In [None]:
!pip install datasets

In [None]:
import pandas as pd
from datasets import Dataset, DatasetDict

# Loading dataset
df = pd.read_csv("legal_compliance_dataset.csv")
df = df.dropna()

# Checking class distribution
print("Original distribution:\n", df['label'].value_counts())

# Define number of samples per class (use minimum class size or cap at 1500)
num_samples = min(df['label'].value_counts().min(), 1500)

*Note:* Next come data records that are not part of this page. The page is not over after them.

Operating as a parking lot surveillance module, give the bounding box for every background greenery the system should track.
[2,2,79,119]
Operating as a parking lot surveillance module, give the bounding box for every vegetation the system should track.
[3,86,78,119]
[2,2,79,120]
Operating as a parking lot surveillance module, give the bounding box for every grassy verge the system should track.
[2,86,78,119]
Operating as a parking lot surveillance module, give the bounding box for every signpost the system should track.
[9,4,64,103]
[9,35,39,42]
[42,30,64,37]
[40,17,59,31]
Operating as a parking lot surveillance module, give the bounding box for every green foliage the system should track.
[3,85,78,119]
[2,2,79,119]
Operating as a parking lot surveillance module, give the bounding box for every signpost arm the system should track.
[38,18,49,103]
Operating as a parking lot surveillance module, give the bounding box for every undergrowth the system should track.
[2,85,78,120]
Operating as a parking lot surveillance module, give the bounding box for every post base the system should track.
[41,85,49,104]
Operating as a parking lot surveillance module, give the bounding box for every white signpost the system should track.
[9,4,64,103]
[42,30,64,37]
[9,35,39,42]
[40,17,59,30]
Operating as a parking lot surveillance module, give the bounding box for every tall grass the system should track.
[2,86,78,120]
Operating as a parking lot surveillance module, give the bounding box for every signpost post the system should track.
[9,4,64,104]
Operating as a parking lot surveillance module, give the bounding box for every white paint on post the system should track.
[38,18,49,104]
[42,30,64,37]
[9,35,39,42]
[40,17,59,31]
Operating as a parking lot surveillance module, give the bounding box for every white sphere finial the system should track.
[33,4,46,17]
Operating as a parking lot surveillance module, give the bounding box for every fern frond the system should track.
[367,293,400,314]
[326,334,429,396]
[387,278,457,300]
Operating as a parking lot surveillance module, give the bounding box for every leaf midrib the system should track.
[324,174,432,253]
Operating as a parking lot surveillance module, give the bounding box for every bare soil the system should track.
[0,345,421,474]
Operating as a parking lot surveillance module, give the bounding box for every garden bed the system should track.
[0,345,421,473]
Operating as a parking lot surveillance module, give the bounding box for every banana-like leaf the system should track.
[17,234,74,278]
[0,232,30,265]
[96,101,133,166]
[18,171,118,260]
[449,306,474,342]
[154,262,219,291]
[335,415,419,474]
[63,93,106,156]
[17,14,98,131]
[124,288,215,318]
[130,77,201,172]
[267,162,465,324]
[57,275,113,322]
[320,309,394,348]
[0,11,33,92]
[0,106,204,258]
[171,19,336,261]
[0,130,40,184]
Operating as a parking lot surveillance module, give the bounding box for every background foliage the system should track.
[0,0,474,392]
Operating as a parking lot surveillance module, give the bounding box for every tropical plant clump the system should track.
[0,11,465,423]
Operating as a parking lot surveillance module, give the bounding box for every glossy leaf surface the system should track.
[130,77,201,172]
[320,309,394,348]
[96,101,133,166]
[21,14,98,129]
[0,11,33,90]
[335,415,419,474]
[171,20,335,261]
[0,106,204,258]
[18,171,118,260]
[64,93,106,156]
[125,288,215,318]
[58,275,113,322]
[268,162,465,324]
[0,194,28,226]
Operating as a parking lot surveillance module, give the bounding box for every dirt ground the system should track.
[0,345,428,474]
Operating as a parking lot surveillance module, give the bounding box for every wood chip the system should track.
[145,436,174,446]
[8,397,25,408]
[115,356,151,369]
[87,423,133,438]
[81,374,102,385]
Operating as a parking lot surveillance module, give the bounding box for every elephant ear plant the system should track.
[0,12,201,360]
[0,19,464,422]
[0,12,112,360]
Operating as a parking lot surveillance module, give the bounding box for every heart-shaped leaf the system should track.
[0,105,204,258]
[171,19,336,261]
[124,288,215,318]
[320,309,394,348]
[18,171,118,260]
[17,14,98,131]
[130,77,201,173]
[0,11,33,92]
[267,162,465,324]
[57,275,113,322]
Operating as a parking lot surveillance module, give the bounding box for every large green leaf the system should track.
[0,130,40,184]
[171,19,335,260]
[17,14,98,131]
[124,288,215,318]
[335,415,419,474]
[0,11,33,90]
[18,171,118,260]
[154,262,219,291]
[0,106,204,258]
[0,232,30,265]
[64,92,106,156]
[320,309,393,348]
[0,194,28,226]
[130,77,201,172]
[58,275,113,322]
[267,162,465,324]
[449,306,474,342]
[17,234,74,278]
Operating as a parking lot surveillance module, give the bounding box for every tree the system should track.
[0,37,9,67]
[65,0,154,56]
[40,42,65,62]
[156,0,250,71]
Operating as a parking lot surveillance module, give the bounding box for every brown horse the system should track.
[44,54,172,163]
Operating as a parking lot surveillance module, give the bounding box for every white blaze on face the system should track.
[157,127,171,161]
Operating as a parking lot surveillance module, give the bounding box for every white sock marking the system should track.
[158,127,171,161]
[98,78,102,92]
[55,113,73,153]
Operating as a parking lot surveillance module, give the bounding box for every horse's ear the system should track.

# Sampling equally from each class
df_samples = []
for label in df['label'].unique():
    df_class = df[df['label'] == label]
    df_class_sample = df_class.sample(num_samples, random_state=42)
    df_samples.append(df_class_sample)

# Concatenatening balanced dataset
balanced_df = pd.concat(df_samples)

# Renaming columns to match HuggingFace format
balanced_df = balanced_df.rename(columns={'label': 'labels'})

# Encoding labels as integers
balanced_df['labels'] = balanced_df['labels'].astype('category').cat.codes

# Shuffling dataset
balanced_df = balanced_df.sample(frac=1, random_state=42).reset_index(drop=True)

# Split ratios
train_frac = 0.7
valid_frac = 0.15
test_frac = 0.15

train_size = int(train_frac * len(balanced_df))
valid_size = int(valid_frac * len(balanced_df))

train_df = balanced_df[:train_size]
valid_df = balanced_df[train_size:train_size + valid_size]
test_df = balanced_df[train_size + valid_size:]

# Converting to Hugging Face datasets
train_ds = Dataset.from_pandas(train_df)
valid_ds = Dataset.from_pandas(valid_df)
test_ds = Dataset.from_pandas(test_df)

dataset_dict = DatasetDict({
    'train': train_ds,
    'validation': valid_ds,
    'test': test_ds
})

print(dataset_dict)


Original distribution:
 label
CAN-SPAM Violation    54
CCPA Disclosure       50
CAN-SPAM Compliant    40
Non-Disclosure        35
Name: count, dtype: int64
DatasetDict({
    train: Dataset({
        features: ['text', 'labels'],
        num_rows: 98
    })
    validation: Dataset({
        features: ['text', 'labels'],
        num_rows: 21
    })
    test: Dataset({
        features: ['text', 'labels'],
        num_rows: 21
    })
})


In [2]:
from huggingface_hub import notebook_login
notebook_login()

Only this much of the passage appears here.